In [74]:
import pandas as pd

Preprocessing of file 'queries_gender_annotated.csv' needed, as separator is ',' and second column contains text which also contains ','. Hence, pandas cannot read the file without problems.
Solution: put "" around the text
download files first and put into subfolder 'code_own\data'. Also, you need to unpack the compressed files directly into the data folder: 
- curl -O https://github.com/navid-rekabsaz/GenderBias_IR/blob/master/resources/queries_gender_annotated.csv
- curl -O https://github.com/navid-rekabsaz/GenderBias_IR/blob/master/resources/wordlist_genderspecific.txt
- curl -O https://msmarco.blob.core.windows.net/msmarcoranking/queries.tar.gz
- curl -O https://msmarco.blob.core.windows.net/msmarcoranking/qrels.dev.tsv

In [84]:
PATH_ANNOTATED_DATASET = 'data/queries_gender_annotated.csv'
PATH_TARGET_MODIFIED_ANNOTATED_DATASET = 'data/queries_gender_annotated_modified.csv'

PATH_QUERIES = 'data/queries.dev.tsv'
PATH_QRELS = 'data/qrels.dev.tsv'
PATH_TARGET_MSMACRO = 'data/msmacro.tsv'

In [76]:
def transform_annotated_dataset(source, target):

    #preprcess queries_gender_annotated.csv as it cannot be read witout errors (, in text)
    #iterate over all rows of file queries_gender_annotated.csv
    result_query_gender_annontated = []
    with open(source, 'r') as f:
        lines = f.readlines()
        for line in lines:
            #split by comma
            split = line.split(',')
            #remove newline in last element
            split[-1] = split[-1].replace('\n', '')
            #put into 3 columns (if ',' in text)
            if len(split) > 3:
                #combine all but first and last element
                text = ','.join(split[1:-1])
            else:
                text = split[1]

            #combine elements and put text in quotes
            new_line = split[0] + ',"' + text + '",' + split[-1] + '\n'
            #print(new_line)
            result_query_gender_annontated.append(new_line)

    #add headers to file
    result_query_gender_annontated.insert(0, 'qid,query,annotation\n')

    #write to file
    with open(target, 'w') as f:
        f.writelines(result_query_gender_annontated)

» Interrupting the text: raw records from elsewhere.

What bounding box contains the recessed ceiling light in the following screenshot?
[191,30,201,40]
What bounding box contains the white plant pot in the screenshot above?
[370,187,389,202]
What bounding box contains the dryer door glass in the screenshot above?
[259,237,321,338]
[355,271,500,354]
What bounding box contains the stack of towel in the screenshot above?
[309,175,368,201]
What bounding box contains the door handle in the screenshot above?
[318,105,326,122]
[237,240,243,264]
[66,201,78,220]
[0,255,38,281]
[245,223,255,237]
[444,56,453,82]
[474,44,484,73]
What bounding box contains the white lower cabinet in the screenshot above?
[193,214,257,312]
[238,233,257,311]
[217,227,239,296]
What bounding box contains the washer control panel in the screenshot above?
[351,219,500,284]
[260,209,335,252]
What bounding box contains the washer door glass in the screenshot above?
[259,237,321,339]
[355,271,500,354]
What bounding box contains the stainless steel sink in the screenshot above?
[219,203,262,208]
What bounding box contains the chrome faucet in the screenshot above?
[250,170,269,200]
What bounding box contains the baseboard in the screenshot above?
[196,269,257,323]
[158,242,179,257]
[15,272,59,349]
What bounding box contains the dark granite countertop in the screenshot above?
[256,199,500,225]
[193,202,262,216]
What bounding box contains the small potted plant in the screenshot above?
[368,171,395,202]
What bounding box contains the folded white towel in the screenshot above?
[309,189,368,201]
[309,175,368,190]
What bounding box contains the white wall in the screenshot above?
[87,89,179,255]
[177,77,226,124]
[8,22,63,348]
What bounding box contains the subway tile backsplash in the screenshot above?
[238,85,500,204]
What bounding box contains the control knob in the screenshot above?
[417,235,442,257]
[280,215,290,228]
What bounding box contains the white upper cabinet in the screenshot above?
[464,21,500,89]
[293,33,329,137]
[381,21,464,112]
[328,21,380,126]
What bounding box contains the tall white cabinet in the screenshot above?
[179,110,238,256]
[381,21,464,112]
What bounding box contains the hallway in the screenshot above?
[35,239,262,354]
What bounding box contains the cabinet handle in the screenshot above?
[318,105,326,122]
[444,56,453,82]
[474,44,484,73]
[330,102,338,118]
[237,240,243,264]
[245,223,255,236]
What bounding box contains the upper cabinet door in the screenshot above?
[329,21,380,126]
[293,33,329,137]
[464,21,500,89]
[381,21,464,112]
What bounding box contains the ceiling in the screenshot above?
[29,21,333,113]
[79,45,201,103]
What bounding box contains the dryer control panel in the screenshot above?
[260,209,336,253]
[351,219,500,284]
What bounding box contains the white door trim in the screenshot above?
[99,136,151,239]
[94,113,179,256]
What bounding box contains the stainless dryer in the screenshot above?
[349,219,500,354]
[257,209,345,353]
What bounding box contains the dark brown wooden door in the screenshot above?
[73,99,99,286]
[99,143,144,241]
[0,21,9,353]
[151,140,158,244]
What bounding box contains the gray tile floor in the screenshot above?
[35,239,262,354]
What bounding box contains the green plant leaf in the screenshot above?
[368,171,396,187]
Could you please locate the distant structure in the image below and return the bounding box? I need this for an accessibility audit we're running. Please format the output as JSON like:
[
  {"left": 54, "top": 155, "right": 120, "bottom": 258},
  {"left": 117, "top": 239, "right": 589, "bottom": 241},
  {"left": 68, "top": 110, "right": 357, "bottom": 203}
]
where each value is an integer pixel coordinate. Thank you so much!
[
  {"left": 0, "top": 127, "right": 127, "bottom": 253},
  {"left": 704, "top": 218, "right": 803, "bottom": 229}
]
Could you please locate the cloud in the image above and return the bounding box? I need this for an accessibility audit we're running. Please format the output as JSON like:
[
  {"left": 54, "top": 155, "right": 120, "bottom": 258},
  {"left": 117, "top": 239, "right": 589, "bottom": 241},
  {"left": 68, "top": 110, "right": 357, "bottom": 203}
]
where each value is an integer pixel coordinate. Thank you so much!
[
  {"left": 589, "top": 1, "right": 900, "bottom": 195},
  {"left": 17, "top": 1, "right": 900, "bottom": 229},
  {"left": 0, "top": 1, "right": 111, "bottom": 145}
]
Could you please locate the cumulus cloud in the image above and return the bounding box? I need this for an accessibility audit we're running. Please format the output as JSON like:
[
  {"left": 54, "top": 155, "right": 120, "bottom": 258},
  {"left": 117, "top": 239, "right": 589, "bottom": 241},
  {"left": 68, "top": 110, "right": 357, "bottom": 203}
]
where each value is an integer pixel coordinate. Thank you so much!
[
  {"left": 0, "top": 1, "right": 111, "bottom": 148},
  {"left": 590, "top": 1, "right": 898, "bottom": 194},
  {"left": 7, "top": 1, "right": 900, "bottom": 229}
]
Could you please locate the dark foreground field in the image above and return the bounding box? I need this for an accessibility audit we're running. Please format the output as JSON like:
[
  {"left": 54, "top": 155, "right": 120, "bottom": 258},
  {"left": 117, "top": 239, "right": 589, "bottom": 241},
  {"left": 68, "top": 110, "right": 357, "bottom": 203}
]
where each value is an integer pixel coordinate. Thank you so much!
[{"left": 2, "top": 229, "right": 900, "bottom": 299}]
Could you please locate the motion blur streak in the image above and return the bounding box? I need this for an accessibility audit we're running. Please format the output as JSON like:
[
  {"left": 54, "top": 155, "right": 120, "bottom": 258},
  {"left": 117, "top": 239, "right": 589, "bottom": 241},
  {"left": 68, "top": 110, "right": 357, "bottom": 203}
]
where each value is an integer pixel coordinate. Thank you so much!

transform_annotated_dataset(PATH_ANNOTATED_DATASET, PATH_TARGET_MODIFIED_ANNOTATED_DATASET)
df_gender = pd.read_csv(PATH_TARGET_MODIFIED_ANNOTATED_DATASET, header=0, sep=',') 

The 'msmacro.csv' isn't provided either. Therefore, we need to gather the data ourselves.
As the MS Macro dataset is divided into multiple files, we will need to use multiple files too to obtain the final file.

The authors of our paper described, that they used the *dev* sets, which had at least one related human-judged relevance judgement document. The human-judged relevance judgement documents are contained in the *qrels.dev.csv* file. 

On the source website if the qrels dataset it is described that the qrels file is in the *TREC qrels format* [https://github.com/microsoft/msmarco/blob/master/TREC-Deep-Learning-2019.md; https://microsoft.github.io/msmarco/].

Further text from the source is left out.